Nel Comunicato si aggiunge che Israele continua a commettere crimini nell’Asia occidentale con il sostegno degli Stati Uniti e dei regimi arabi che hanno normalizzato le relazioni con gli occupanti sionisti.
La Dichiarazione rileva che gli attacchi aerei contro la città portuale di Al-Hudaydah facevano parte di un disperato tentativo del regime israeliano di dissuadere gli yemeniti dal forte sostegno alla Nazione Palestinese.
La Dichiarazione della Resistenza irachena ha anche sottolineato che la coraggiosa Nazione dello Yemen e del leader del Movimento Popolare yemenita Ansarollah, Seyed Abdulmalik Badreddin al-Houthi, possiede la forza politica e militare, il potere e la volontà, per un’efficace azione volta a scoraggiare l’arroganza dell’esercito israeliano.
“Questa forza permetterà al Movimento Popolare Yemenita di indebolire i sionisti, come è stato fatto in precedenza con gli americani nel Mar Rosso“, ha rimarcato la Dichiarazione della Resistenza Irachena.
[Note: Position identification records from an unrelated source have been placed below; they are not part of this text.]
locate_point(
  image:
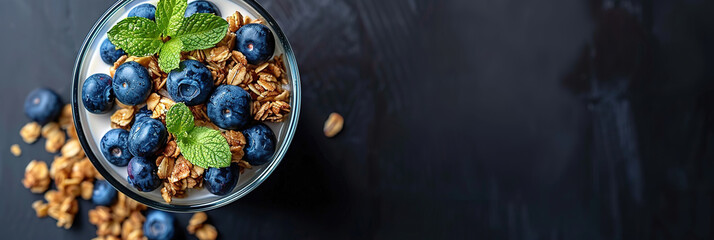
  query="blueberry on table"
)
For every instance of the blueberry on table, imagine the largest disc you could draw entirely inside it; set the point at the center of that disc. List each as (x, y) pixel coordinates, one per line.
(260, 144)
(141, 114)
(145, 10)
(191, 83)
(141, 174)
(220, 181)
(159, 225)
(256, 42)
(103, 194)
(109, 52)
(115, 147)
(132, 84)
(97, 93)
(42, 105)
(147, 137)
(201, 6)
(229, 107)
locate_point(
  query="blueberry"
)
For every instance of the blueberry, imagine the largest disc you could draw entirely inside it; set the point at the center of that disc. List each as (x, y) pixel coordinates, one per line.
(145, 10)
(221, 181)
(260, 144)
(115, 147)
(42, 105)
(141, 173)
(191, 83)
(159, 225)
(229, 107)
(256, 42)
(141, 114)
(147, 137)
(109, 52)
(97, 93)
(132, 84)
(103, 194)
(201, 6)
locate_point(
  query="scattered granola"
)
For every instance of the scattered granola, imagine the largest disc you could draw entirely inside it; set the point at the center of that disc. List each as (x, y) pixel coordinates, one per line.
(15, 150)
(333, 125)
(37, 178)
(30, 132)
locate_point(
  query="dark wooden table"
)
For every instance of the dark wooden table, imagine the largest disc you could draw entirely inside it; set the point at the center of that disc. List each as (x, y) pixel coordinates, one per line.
(517, 119)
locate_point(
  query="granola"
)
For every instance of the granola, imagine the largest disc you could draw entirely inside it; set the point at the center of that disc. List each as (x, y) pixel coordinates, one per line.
(30, 132)
(15, 150)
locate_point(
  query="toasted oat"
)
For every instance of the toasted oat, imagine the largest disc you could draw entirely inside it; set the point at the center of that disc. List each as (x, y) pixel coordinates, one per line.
(49, 128)
(15, 150)
(65, 118)
(219, 54)
(30, 132)
(122, 118)
(72, 149)
(333, 125)
(87, 190)
(55, 141)
(37, 177)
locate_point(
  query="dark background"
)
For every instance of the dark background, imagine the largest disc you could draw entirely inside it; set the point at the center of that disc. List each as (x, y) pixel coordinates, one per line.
(506, 119)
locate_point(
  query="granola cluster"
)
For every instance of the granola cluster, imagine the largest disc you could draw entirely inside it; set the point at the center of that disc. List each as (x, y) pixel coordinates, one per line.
(263, 82)
(122, 220)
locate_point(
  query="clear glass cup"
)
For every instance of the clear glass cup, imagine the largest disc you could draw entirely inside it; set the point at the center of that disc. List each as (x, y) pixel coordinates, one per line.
(91, 127)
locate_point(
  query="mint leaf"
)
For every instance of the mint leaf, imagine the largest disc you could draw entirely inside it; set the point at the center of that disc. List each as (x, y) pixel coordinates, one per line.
(201, 31)
(205, 148)
(136, 35)
(170, 55)
(169, 15)
(179, 119)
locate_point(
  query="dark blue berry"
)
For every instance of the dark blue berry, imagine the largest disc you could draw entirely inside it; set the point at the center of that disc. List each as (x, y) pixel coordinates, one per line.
(159, 225)
(142, 114)
(221, 181)
(147, 137)
(132, 84)
(256, 42)
(103, 194)
(115, 147)
(201, 6)
(141, 174)
(260, 144)
(229, 107)
(145, 10)
(42, 105)
(191, 83)
(109, 52)
(97, 93)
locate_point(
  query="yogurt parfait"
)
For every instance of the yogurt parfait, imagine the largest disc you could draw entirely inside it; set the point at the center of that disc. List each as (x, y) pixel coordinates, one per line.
(185, 105)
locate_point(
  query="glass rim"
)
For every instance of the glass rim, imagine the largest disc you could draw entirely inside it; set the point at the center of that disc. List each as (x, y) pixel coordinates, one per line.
(224, 200)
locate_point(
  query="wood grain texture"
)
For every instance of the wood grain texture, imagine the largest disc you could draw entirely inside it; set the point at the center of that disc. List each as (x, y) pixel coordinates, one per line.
(514, 119)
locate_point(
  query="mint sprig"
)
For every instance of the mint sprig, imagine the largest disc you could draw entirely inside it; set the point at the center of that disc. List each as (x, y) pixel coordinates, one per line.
(170, 34)
(202, 146)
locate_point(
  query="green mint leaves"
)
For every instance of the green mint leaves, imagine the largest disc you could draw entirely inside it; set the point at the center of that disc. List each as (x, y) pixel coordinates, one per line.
(169, 15)
(137, 36)
(201, 31)
(170, 54)
(142, 37)
(204, 147)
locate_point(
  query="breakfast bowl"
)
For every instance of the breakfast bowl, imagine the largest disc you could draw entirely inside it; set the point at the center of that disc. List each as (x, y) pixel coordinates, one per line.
(92, 126)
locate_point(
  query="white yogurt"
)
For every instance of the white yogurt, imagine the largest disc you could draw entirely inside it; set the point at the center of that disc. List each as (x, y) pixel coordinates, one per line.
(99, 124)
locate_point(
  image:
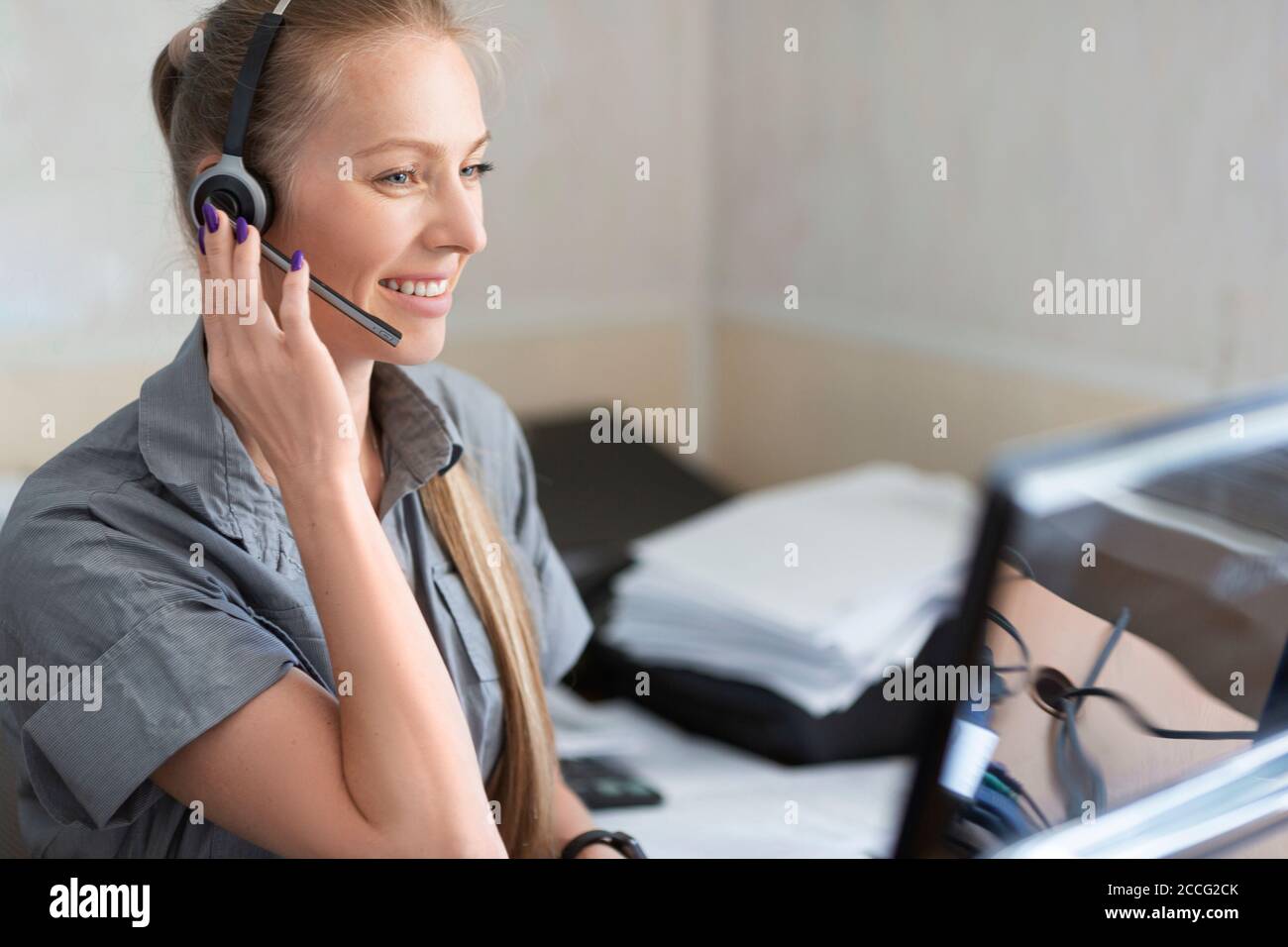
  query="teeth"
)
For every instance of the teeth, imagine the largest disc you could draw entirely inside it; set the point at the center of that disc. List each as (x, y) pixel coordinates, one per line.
(411, 287)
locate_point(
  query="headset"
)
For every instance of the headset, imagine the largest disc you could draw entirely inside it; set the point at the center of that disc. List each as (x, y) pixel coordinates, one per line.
(231, 187)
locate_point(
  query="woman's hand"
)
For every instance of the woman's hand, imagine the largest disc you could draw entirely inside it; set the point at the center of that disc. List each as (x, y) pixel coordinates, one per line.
(273, 373)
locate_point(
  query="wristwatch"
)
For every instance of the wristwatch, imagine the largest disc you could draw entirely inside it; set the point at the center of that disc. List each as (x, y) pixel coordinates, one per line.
(623, 843)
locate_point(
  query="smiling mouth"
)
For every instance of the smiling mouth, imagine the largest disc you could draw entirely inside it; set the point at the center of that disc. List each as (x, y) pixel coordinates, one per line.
(416, 287)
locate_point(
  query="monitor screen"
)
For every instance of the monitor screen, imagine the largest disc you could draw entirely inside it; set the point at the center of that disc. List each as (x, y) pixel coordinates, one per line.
(1132, 631)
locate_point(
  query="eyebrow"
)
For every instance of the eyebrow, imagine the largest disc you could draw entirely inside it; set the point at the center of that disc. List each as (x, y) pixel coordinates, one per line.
(432, 149)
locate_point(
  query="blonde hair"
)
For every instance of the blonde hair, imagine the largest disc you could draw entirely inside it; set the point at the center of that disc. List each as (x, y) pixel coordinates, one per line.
(192, 94)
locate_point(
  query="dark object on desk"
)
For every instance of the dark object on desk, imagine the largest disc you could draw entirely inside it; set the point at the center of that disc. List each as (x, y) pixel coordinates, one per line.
(605, 785)
(758, 719)
(597, 497)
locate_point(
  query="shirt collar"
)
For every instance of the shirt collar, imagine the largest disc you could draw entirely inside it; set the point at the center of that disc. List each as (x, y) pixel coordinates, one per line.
(192, 447)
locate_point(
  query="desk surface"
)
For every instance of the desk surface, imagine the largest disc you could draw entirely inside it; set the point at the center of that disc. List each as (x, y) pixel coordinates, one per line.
(720, 801)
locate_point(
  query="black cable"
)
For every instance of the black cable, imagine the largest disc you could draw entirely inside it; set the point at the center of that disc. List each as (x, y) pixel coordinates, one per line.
(1000, 771)
(1004, 622)
(1068, 735)
(1020, 562)
(1140, 720)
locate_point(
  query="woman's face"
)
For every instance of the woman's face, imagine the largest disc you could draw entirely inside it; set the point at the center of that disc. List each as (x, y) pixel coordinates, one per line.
(387, 188)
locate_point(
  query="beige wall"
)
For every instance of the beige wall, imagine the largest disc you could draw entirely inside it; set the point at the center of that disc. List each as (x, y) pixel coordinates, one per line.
(787, 401)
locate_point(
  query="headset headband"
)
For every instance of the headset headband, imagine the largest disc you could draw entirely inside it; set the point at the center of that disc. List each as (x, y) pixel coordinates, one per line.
(248, 82)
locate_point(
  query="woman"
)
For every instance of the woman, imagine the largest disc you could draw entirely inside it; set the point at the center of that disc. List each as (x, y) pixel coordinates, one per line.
(309, 566)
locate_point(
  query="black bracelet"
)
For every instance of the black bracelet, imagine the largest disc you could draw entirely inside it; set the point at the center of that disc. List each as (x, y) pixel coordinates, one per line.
(623, 843)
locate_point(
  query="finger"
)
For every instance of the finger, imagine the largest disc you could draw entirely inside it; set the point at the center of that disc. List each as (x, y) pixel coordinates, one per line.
(254, 316)
(292, 312)
(215, 264)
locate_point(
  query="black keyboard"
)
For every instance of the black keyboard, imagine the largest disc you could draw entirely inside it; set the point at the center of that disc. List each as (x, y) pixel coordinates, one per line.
(605, 785)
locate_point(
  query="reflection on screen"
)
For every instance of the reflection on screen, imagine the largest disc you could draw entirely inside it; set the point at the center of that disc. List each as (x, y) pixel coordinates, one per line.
(1134, 633)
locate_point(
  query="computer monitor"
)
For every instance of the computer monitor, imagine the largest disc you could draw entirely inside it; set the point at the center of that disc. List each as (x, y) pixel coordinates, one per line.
(1122, 628)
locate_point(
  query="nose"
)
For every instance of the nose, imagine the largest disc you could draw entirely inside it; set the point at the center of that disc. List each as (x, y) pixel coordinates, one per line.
(458, 221)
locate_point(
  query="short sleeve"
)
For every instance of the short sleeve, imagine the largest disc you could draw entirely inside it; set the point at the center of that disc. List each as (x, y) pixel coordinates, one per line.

Il canale televisivo yemenita “Al-Masirah” ha affermato che Israele ha attaccato sabato 20 luglio gli impianti di stoccaggio del petrolio e una centrale elettrica ad Al-Hudaydah, provocando incendi e la morte di sei persone.
Lo Yemen si è impegnato a rispondere all’attacco e i suoi leader hanno dichiarato in una nota: “Questa aggressione non passerà senza una risposta forte e dissuasiva contro il nemico sionista”.
Anche il Movimento di Resistenza islamico-palestinese ha condannato l’attacco israeliano. “Il regime di occupazione israeliano sarà senza dubbio bruciato dall’incendio che i sionisti stessi hanno acceso oggi ad Al-Hudaydah, e l’aumento dei continui e insopportabili crimini sionisti cambierà l’intero ordine delle cose“, ha sottolineato Izzat al-Rishq, membro dell’Ufficio Politico della Resistenza islamico-palestinese.